Attentato anarchico al treno dei pendolari, Stefani ai giudici: "La Fai esiste e io non parlo"

Intervenuto in aula Sergio Stefani, l'anarchico finito sotto processo, insieme ad Alessandro Settepani, per il sabotaggio di un treno diretto a Orte. "Già so che verrò condannato e non mi aspetto una sentenza diversa", queste le parole dell'imputato dopo aver ascoltato il pm Manuela Comodi. Alle 17,30 la sentenza

Prende appunti, ascolta attento e scuote la testa. Alza la voce quando sente uscire dalla bocca del pm, Manuela Comodi, la parola “vergogna”. “Si vergogni lei”, risponde Sergio Stefani da dietro le sbarre di quella mini cella in sala degli Affreschi. Non ha paura della sentenza “l’anarchico individualista”, come si descrive lui. Sussulta e si indigna ascoltando il pubblico ministero. Per lui infatti quelle parole “sono solo delle menzogne pronunciate dalla dottoressa (Manuela Comodi, ndr.)”. Non ha paura proprio lui che rischia, oggi, 22 ottobre, dieci anni di carcere per aver cercato di sabotare un treno diretto a Orte. Attentato fortunatamente sventato.

“Non sono stata di certo io a mettere Stefani in carcere”, afferma la Comodi che a suo dire ha “passato la notte in bianco” in cerca di quegli opuscoli anarchici. Opuscoli anarchici che narrano una storia tutta attuale. Quella fatta di guerriglie, una delle ultime a Roma, attentati terroristici e di “quella vergogna”, la parola è sempre la stessa,  “della classe politica che ci governa”, come dichiara l’imputato in aula. “Non mi capita tutti i giorni di chiedere una pena così alta, se si fosse infatti trattato delle Brigate Rosse avrei sicuramente chiesto 30 anni e non dieci”, aggiunge il pm alla fine della sua lunga replica. “Non dobbiamo però banalizzare quanto successo”, dichiara prima la Comodi guardando dritto negli occhi la Corte d’assise, “quel sabotaggio al treno, fatto con dei ganci, se non fosse stato sventato avrebbe potuto procurare delle vittime”.

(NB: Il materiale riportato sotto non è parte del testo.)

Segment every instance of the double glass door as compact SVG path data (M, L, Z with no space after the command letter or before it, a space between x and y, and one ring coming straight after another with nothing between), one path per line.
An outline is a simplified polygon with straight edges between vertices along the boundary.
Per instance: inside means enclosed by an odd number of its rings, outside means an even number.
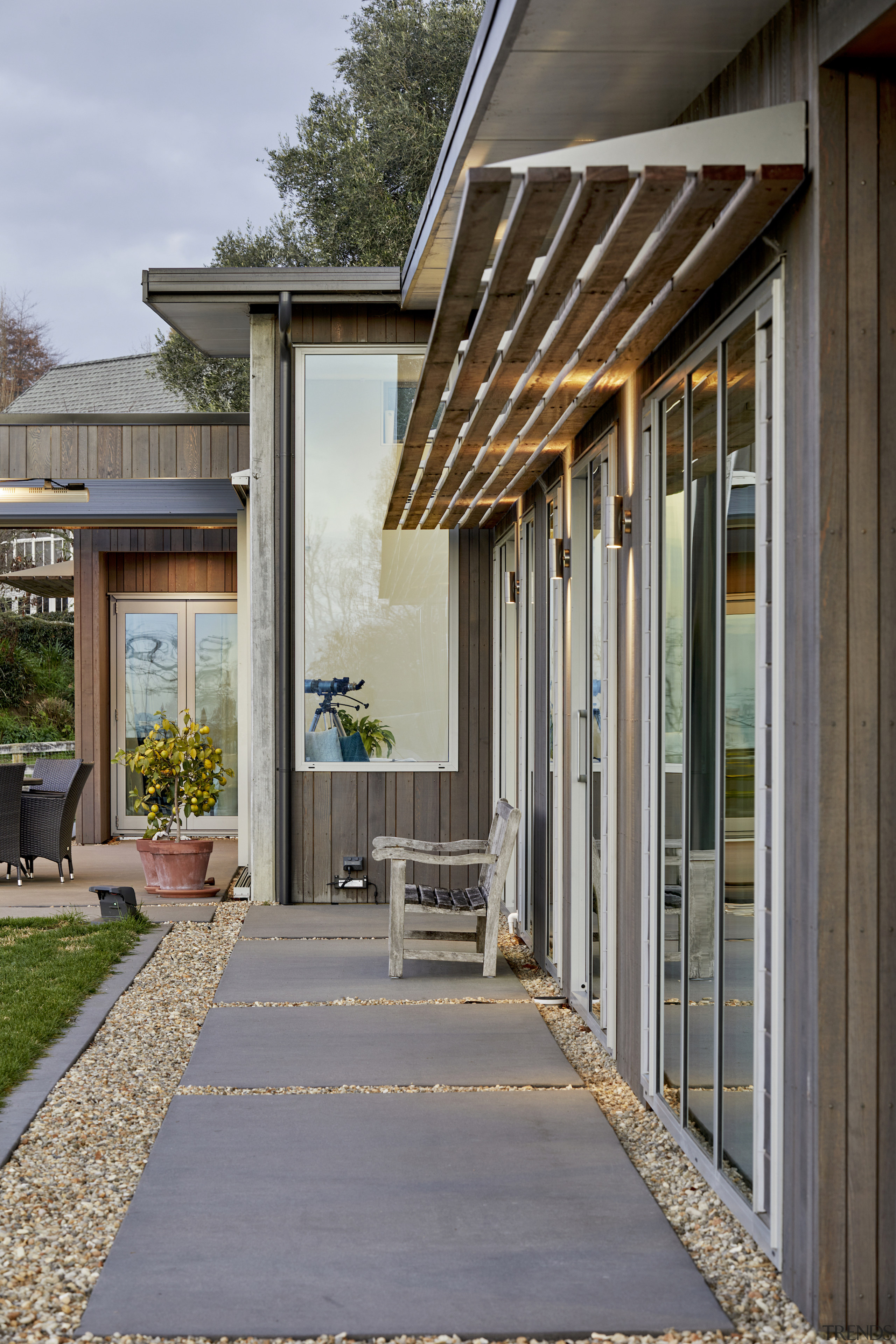
M228 598L113 598L113 741L136 750L163 710L171 720L189 710L208 724L222 762L234 771L214 813L189 817L193 832L236 827L236 602ZM113 829L142 833L142 775L113 766Z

Non sembra però un sovversivo Stefani quando prende tra la mani il volto della compagna, gentile concessione del giudice. Concessione che dura non più di un minuto. Appare commosso quel giovane che dimostra di avere un’intelligente e una preparazione non da tutti.  Interviene anche lui in quella sala degli Affreschi, illuminata solo dai neon. “Se parlo dopo aver sentito la Comodi – dichiara – non è perché sono buono o per cambiare la mia posizione, ma è perché dopo aver sentito il pm deve essere scattata la mia vena poetica”. “Quello infatti che ha detto la Comodi – afferma ancora in tutta sicurezza – sono solo una serie di menzogne”. Non ci sta il giudice e lo richiama invitandolo a limitarsi ai fatti. “Io prendo le distanze da quanto detto dagli avvocati, la Fai infatti esiste, ma non capisco per cosa vengo processato perché nella realtà dei fatti non ci sono elementi concreti”. Parla ancora: “Io sono stato già cinque anni in carcere e non ho mai parlato per non fornire ulteriore elementi su altre persone”. Silenzio. “Ma oggi già so che verrò condannato e non mi aspetto che la sentenza sia diversa”. Poi rivolgendosi alla Comodi: “Io ho compassione per chi si prostituisce, ma non nel senso di vendere il proprio corpo…”. La frase rimane interrotta. Il giudice interviene. Stefani si blocca guarda la Corte e dichiara: “Io potrei ribattere su quasi tutto quello che ha detto la Comodi”.

Arriva il momento delle difese. Stefani si siede, il “compagno” Settepani annuisce. Non viene aggiunto niente di nuovo, se non qualche sporadica replica al pm. La linea è sempre la stessa: “Nessuno voleva far del male a nessuno e i giudici devono assolvere in mancanza di prove certe”. Alle 17.30 verrà letta la sentenza. Nel frattempo il clima è teso. La sicurezza in tribunale appare moltiplicata e gli amici, una quindici in totale, fanno avanti e indietro dall’aula di giustizia.